Cette disjonction, ou ce retard de la parole contribue à accroître l'énergie et les facultés de ralentir ou d'accélérer l'action, de telle sorte que les Extrême-Orientaux peuvent souvent être, à volonté, soit beaucoup plus rapides, soit beaucoup plus lents que nous, reculant ainsi les frontières ou les proportions du monde normalement appréhendé. Cette faculté est certainement partagée dans toutes les cultures par les artistes, êtres exceptionnels ou hors norme par excellence, sans compter les espèces animales dont les organes de perception sont plus fins, plus puissants que les nôtres, ou qui fonctionnent d'une façon particulière. C'est ce qu'avait repéré Van Gogh lorsqu'il écrit dans une lettre qu'il s'émerveille de la façon qu'ont les Japonais de dessiner avec la rapidité de l'éclair.

Tout se passe donc comme si, conformément d'ailleurs aux vues hindouistes ou bouddhistes, un grand nombre de mondes différents étaient emboîtés les uns dans les autres, telles des poupées matriochka, le monde ordinaire ou normal n'étant que le plus fréquent, le plus banal ou le plus commode, à l'intérieur des limites précises d'une civilisation donnée.

Il n'existe donc pas un seul temps et un seul espace, mais plusieurs, variant avec les différentes civilisations, types humains et espèces vivantes.
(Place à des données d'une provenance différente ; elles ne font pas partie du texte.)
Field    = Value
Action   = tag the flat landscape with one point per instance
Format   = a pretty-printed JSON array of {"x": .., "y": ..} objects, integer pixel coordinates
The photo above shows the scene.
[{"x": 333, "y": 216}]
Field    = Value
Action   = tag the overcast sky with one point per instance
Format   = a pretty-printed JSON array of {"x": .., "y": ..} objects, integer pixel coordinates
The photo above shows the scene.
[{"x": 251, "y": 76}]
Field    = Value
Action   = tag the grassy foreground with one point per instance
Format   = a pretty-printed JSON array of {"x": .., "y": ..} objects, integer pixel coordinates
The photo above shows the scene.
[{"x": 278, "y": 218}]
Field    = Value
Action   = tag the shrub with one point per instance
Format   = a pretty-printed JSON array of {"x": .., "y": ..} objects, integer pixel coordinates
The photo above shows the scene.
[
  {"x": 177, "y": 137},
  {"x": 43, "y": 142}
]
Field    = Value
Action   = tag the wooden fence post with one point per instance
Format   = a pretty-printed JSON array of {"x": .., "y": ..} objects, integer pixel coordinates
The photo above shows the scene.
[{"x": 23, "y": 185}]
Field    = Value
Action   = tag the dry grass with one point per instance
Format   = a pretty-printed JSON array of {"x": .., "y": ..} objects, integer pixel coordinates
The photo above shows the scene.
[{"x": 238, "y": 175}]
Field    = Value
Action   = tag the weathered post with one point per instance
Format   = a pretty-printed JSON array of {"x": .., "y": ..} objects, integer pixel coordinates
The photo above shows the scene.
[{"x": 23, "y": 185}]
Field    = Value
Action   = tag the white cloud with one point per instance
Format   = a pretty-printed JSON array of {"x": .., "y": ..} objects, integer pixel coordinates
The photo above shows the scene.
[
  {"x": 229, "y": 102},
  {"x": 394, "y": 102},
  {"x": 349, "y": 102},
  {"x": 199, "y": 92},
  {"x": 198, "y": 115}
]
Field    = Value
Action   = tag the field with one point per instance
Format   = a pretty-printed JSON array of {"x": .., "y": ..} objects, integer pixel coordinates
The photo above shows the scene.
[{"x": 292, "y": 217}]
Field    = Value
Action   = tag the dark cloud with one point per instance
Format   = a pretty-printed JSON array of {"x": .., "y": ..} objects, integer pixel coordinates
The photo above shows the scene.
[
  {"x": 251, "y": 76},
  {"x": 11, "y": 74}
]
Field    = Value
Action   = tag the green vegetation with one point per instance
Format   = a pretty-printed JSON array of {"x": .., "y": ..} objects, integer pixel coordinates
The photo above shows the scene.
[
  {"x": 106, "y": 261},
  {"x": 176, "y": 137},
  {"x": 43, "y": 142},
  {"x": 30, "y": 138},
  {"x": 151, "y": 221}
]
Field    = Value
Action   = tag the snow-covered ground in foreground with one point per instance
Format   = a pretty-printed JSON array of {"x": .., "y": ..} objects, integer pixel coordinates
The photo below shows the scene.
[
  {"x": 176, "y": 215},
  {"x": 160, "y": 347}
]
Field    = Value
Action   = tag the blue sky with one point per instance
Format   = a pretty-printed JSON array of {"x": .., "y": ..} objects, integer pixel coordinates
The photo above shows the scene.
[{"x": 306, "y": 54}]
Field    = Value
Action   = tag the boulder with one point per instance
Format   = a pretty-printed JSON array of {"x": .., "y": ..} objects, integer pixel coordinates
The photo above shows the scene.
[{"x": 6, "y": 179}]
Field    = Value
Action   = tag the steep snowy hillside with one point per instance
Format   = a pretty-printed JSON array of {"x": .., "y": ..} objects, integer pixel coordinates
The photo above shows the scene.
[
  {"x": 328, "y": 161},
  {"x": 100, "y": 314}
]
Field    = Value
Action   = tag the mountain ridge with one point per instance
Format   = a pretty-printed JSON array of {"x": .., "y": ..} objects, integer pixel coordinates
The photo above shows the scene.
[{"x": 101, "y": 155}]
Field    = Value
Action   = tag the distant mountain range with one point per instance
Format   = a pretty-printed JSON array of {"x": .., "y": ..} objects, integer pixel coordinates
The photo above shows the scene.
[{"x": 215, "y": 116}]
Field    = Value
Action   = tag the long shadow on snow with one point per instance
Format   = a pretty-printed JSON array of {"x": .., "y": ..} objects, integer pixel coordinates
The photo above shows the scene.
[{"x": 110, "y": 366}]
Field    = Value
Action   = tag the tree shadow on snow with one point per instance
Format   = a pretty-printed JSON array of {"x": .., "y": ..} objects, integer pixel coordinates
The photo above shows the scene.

Changer de culture, comme de règne animal, pourrait être ainsi glisser dans une autre dimension, passer magiquement, mais réellement, dans un autre monde.

Très rapidement exprimé, en un certain sens, tandis que l'Occident vivrait à l'intérieur d'une géométrie faite de repères grecs, un monde euclidien, d'autres civilisations pourraient se mouvoir à l'aise dans des espaces, des proportions, des perspectives plus vastes et plus complexes.

Or, depuis environ un siècle et demi et même si certains aspects semblent lui échapper encore, l'Asie extrême nous a plus étudiés que nous ne l'avons fait, et donc nous connaît mieux que l'inverse n'est vrai. Se pourrait-il que nous soyons, à l'heure actuelle, aussi démunis sur les plans philosophiques, psychologiques et spirituels profonds, que l'étaient au milieu du dix-neuvième siècle, dans le domaine des sciences et de la technologie, la Chine, le Japon et d'autres pays antiques ?

Si tel était le cas, ce serait déjà un phénomène historique et politique de très grande importance.

Mais, sur un plan théorique aussi, cette conviction que les Extrême-Orientaux se déplacent, pensent et agissent dans un autre espace, un univers intraverti et renversé fort différent du nôtre, ne me laisse pas en repos. Car l'hypothèse moniste, et, en tout cas, la nécessité d'une unification s'impose incessamment à l'esprit qui cherche à comprendre le Tout.

Si ces quelques remarques ont un sens, et selon moi une multitude de faits l'atteste, alors la singularité asiatique, étudiée à la lumière de notre normalité, nous cacherait une formidable réalité, à la fois surprenante, dérangeante et passionnante, qui resterait encore à découvrir.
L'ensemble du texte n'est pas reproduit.